Both of the reasons that I listed above are, I would argue, entirely legitimate. Amazon owns hardware, and they contract with other companies who rent that hardware. If they then choose to end that contract because they do not agree with how those companies are using their hardware, then they should have every right to do so. While I am neither privy nor knowledgable about the contract which Parler actually signed with Amazon, on its face I would hope that we can agree that Amazon’s right of choice over how to use its own hardware extends fairly easily from our notion of property rights.

And this brings up the principal point which I would like to address here: property rights. Social media companies have built their empire on a false promise, the promise that they are simply providing ground for you to build on. They are selling fake property rights, pointing off at some ground and telling you to build your house on it, to grow food there, to stake your livelihood on it, when in fact the entire thing is just an optical illusion and you’re living on a pancake held up by a turtle paid off by impersonal interests living thousands of miles away from your and your neighbors.
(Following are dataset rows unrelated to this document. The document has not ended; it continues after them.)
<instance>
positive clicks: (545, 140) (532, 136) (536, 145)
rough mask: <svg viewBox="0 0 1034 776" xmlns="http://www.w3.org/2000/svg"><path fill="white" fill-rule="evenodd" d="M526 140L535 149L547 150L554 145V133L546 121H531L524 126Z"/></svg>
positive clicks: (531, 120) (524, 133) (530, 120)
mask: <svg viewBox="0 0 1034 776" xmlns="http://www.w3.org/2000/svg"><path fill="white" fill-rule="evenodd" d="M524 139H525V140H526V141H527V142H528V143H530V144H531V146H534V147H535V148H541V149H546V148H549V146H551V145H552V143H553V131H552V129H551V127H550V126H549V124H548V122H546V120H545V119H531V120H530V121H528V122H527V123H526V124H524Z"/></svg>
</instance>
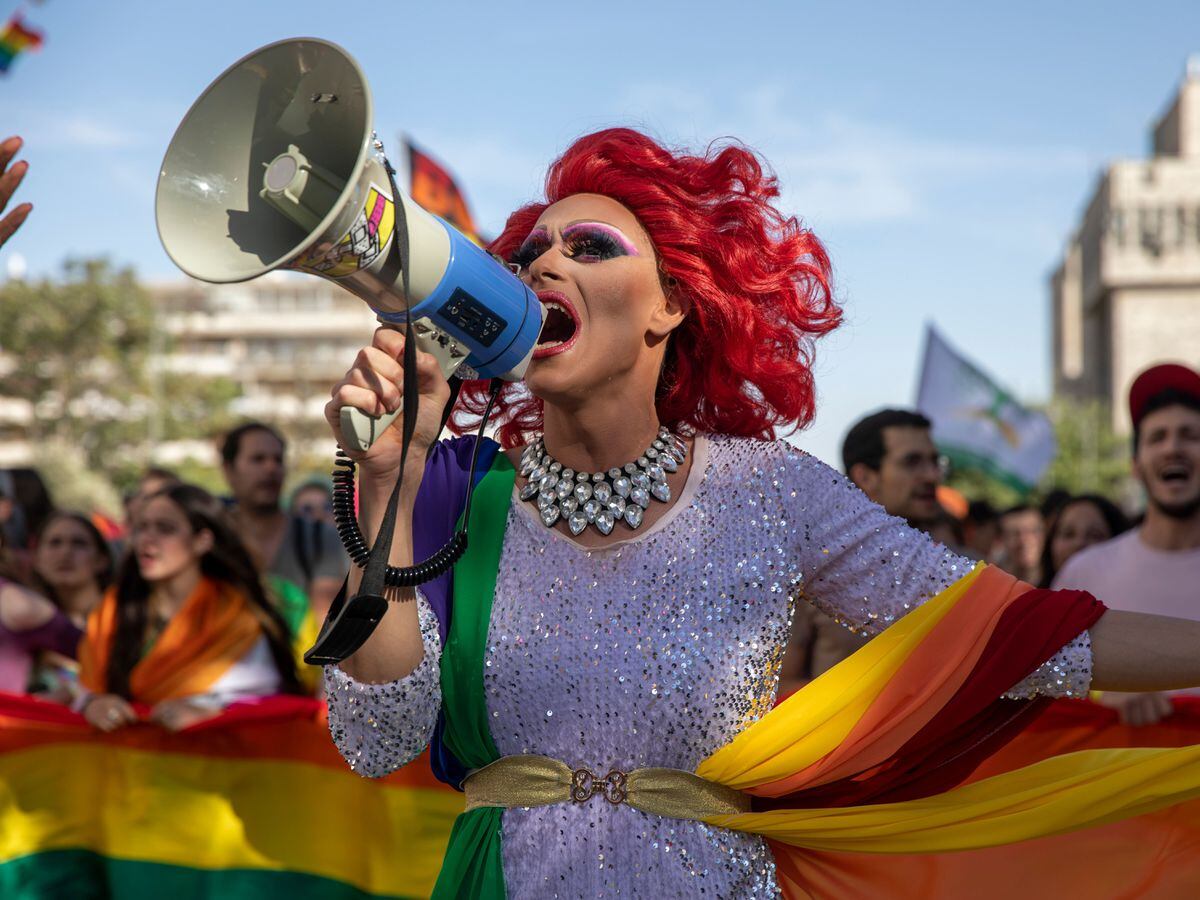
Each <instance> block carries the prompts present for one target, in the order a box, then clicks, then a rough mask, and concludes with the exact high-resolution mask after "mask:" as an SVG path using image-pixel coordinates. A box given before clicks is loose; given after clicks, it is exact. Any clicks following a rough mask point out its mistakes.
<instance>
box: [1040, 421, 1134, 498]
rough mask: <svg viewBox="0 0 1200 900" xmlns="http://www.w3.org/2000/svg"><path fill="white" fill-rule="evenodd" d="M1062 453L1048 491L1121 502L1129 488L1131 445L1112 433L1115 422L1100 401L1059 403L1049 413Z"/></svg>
mask: <svg viewBox="0 0 1200 900" xmlns="http://www.w3.org/2000/svg"><path fill="white" fill-rule="evenodd" d="M1046 412H1048V414H1049V415H1050V420H1051V421H1052V422H1054V427H1055V437H1056V438H1057V440H1058V452H1057V454H1056V455H1055V458H1054V462H1052V463H1051V464H1050V468H1049V469H1048V470H1046V474H1045V475H1044V476H1043V479H1042V484H1043V486H1045V487H1048V488H1049V487H1062V488H1066V490H1067V491H1069V492H1070V493H1073V494H1074V493H1098V494H1103V496H1105V497H1111V498H1114V499H1115V498H1117V497H1121V496H1123V494H1124V493H1126V488H1127V487H1128V484H1129V442H1128V439H1126V438H1120V437H1117V434H1116V433H1115V432H1114V431H1112V418H1111V415H1110V414H1109V410H1108V409H1106V408H1105V406H1104V404H1103V403H1100V402H1099V401H1097V400H1086V401H1079V400H1072V401H1067V400H1056V401H1054V402H1052V403H1051V404H1050V407H1049V409H1048V410H1046Z"/></svg>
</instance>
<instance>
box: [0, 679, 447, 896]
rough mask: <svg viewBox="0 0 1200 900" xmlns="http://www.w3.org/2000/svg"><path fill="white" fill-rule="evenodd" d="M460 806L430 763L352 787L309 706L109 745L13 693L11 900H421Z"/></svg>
mask: <svg viewBox="0 0 1200 900" xmlns="http://www.w3.org/2000/svg"><path fill="white" fill-rule="evenodd" d="M462 805H463V803H462V794H460V793H457V792H455V791H451V790H450V788H448V787H446V786H444V785H440V784H439V782H437V781H436V780H434V779H433V776H432V774H431V772H430V767H428V762H427V760H426V758H425V757H421V758H419V760H416V761H415V762H413V763H412V764H409V766H407V767H404V768H403V769H401V770H400V772H397V773H395V774H392V775H390V776H388V778H385V779H379V780H368V779H364V778H360V776H359V775H355V774H354V773H353V772H350V770H349V768H347V766H346V762H344V761H343V760H342V757H341V756H338V754H337V751H336V749H335V748H334V745H332V742H331V740H330V737H329V730H328V725H326V721H325V714H324V704H322V703H319V702H317V701H313V700H308V698H300V697H272V698H268V700H264V701H260V702H257V703H253V704H241V706H235V707H232V708H230V709H228V710H227V712H226V713H223V714H222V715H220V716H218V718H216V719H212V720H209V721H206V722H204V724H202V725H197V726H194V727H192V728H188V730H186V731H184V732H180V733H178V734H173V733H169V732H167V731H163V730H162V728H160V727H157V726H152V725H136V726H132V727H128V728H124V730H121V731H118V732H115V733H113V734H102V733H97V732H95V731H94V730H92V728H91V727H89V726H88V725H86V724H85V722H84V720H83V718H82V716H79V715H76V714H74V713H72V712H70V710H68V709H66V708H64V707H61V706H58V704H53V703H47V702H43V701H38V700H32V698H29V697H20V696H14V695H7V694H0V898H5V900H52V899H53V900H59V899H60V898H92V896H95V898H113V899H114V900H125V899H127V898H130V899H138V900H140V899H143V898H145V899H146V900H149V899H150V898H163V896H169V898H176V900H182V899H184V898H186V899H187V900H193V899H194V900H200V899H205V900H206V899H208V898H212V899H214V900H216V898H221V900H241V899H242V898H245V899H246V900H250V899H251V898H254V899H256V900H257V899H258V898H288V900H318V899H319V900H366V899H367V898H424V896H428V895H430V892H431V889H432V887H433V882H434V880H436V878H437V874H438V869H439V868H440V865H442V857H443V854H444V851H445V845H446V839H448V836H449V834H450V828H451V826H452V823H454V820H455V816H456V815H457V814H458V812H460V811H461V810H462Z"/></svg>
This doesn’t make people at social media companies evil. It doesn’t make Amazon wrong (remember, in principle, not in reality). Maybe there’s a hidden agenda behind it all, maybe there’s not; I’m arguing that it doesn’t matter. The real problem is that you think you own a house but you’ve been living in Mark Zuckerberg’s basement all along. Is a big deal when he kicks you out? Maybe, because you’re now cold and starving and digging around in the garbage bins outside McDonalds, but it’s not your rights that have been threatened, just your comfort. It’s not censorship and free speech that’s fundamentally at issue, it’s property.

Free speech isn’t being threatened by Twitter now. Free speech was threatened when we created a Twitter account without reading the terms and conditions, and thought of our profile as a piece of our property. Free speech was threatened when we started building all our digital infrastructure on only a few companies. Free speech was threatened when we believed the marketing propaganda and thought that social media was about expressing ourselves on other people’s hardware.

Our speech isn’t free because we locked it up and threw away the key. Prisons aren’t free speech zones, and Amazon servers aren’t either.

I don’t have any glib solution to this problem. I don’t have any answers but I hope I’m asking the right questions, and I hope you’ll ask them with me. I think that owning your own hardware is important. I think that open-source, free software is important. I think that having intellectual and physical ownership over what you do is important, which is why we should do less things with computers, and more of what we do should be built ourselves.

Ownership — physical and intellectual — matters more than we realize. We’ve built an entire society on delegating nearly every requirement for life, including speech, to others, and now we must reap the consequences. I don’t know what a solution looks like, especially because I’m a software developer by trade. It’s easy to for me to advocate for open source software, and managing your own hardware. I worked on a bootloader for x86 architectures over Christmas. I study operating system and compiler development in my spare time. I write a lot of my own tools, because I enjoy it. I built this website. I’m working on setting up on my own server infrastructure in my basement, once I own it. I build my own computers from parts. I use Arch Linux. None of these things are causes to boast, or make me special — any intelligent person who finds these sorts of things interesting and spends enough time on self-education can easily do the same. But at the same time, many people don’t enjoy this, and it’s not feasible for them to take this kind of control over their technology.

I’m also kind of a hypocrite because I have a Twitter account and I watch a lot of Youtube. I want to stop but I don’t because Mark Zuckerberg’s basement has a big TV and heated floors and surely the whole McDonalds’s dumpsters business won’t happen to little old me after all.

I’ll keep reading and writing about this, and perhaps I will become wiser.